Proverbs be damned, lets count our chicken. It is very tempting to entertain hopes that the global deal with Iran will result in the revival of the Iran-Pakistan-India (IPI) gas pipeline project. Every news report in India about the deal with Iran mentions the sighting of the IPI on the horizon. Yet, it actually remains a mirage.
Of the two gas pipelines — the Iran-Pakistan-India (IPI) and the Turkmenistan-Afghanistan-Pakistan-India (TAPI) — it is the latter that looked more difficult. The two are not in race as there is room (and need) for both. From the Indian perspective, the IPI passes through one ‘difficult’ country — Pakistan — but TAPI via two, including Afghanistan. Yet, it is the TAPI that looks closer to reality.
The reason could be that TAPI is backed by the US to keep Iran out of the oil business. According to former Petroleum Minister Mani Shankar Aiyar, the US never pressured India to drop the IPI. Yet, New Delhi decided to back-pedal on the project as it saw a stumbling block in the Iran Libya Sanctions Act, though the law has never been invoked. Due to Iran’s isolation, the IPI lost its appeal.
The geopolitics has changed, yet the IPI pipeline doesn’t look like it’s happening. The pipeline passes through more of Pakistan than does TAPI; it runs through the troubled province of Baluchistan. (Some Baluchs feel discriminated against by the Punjabi-dominated administration in Islamabad and are even demanding an independent state.) Pakistan alleges that India covertly supports Baluch insurgents, which New Delhi denies. In a recent chat, a former Indian diplomat that a Baluch insurgent leader once gave India a friendly advice to “keep away” from the pipeline project.
Pakistan’s dilemma is that the Iranian section of the pipeline (over 900 km) is mostly complete, but no work has happened on the 780-km segment on its own soil. (Incidentally, Pakistan must pay Iran a $3-million-a-day penalty if its part of the pipeline is not completed by the December 2014 deadline.)
Pakistan’s problem is fundamentally financing the project though there are other issues as well. The recent nuclear deal with Iran might just make funding a wee bit easier, but other factors are in play. For example, Saudi Arabia is not happy about any Pakistan-Iran links. Riyadh has already expressed displeasure over the West’s nuclear deal with Iran. Pakistan’s Prime Minister Nawaz Sharif has close links to Saudi Arabia, where he spent eight years in exile. India would for sure want a guarantee against disruption of gas supplies, with penalties for stoppage. But Pakistan will find it difficult to vouchsafe this given the troubles it faces in Baluchistan.

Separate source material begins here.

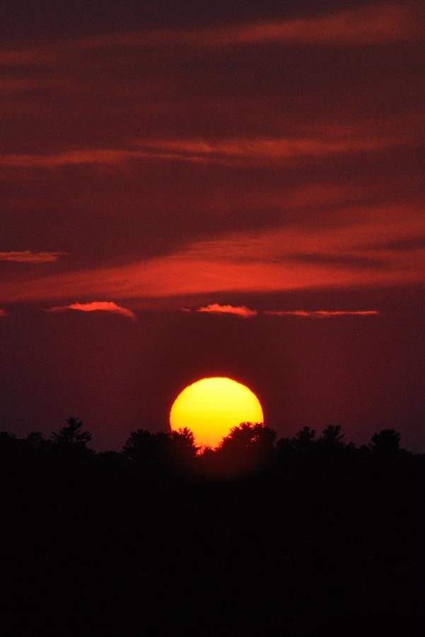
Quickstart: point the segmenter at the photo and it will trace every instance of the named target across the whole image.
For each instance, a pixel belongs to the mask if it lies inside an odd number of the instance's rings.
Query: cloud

On the other hand, things are not as muddled on the TAPI front. The pipeline’s route falls in the Taliban strongholds in Afghanistan as also parts of Baluchistan. However, there are two counterweights. One, India enjoys goodwill in Afghanistan. India has built roads, schools and power transmission lines and even the Parliament building. “India’s aid programme to Afghanistan is incredible,” says G. Parthasarathy, a former High Commissioner to Pakistan.
“My Pakistani friends joke that when they go to Afghanistan they introduce themselves as Indians,” he says. Second, Pakistan has tacit equations with the Taliban.
Since Pakistan needs the TAPI gas as much as India, Islamabad may be be able to prevail upon the Taliban to desist from playing the spoilsport.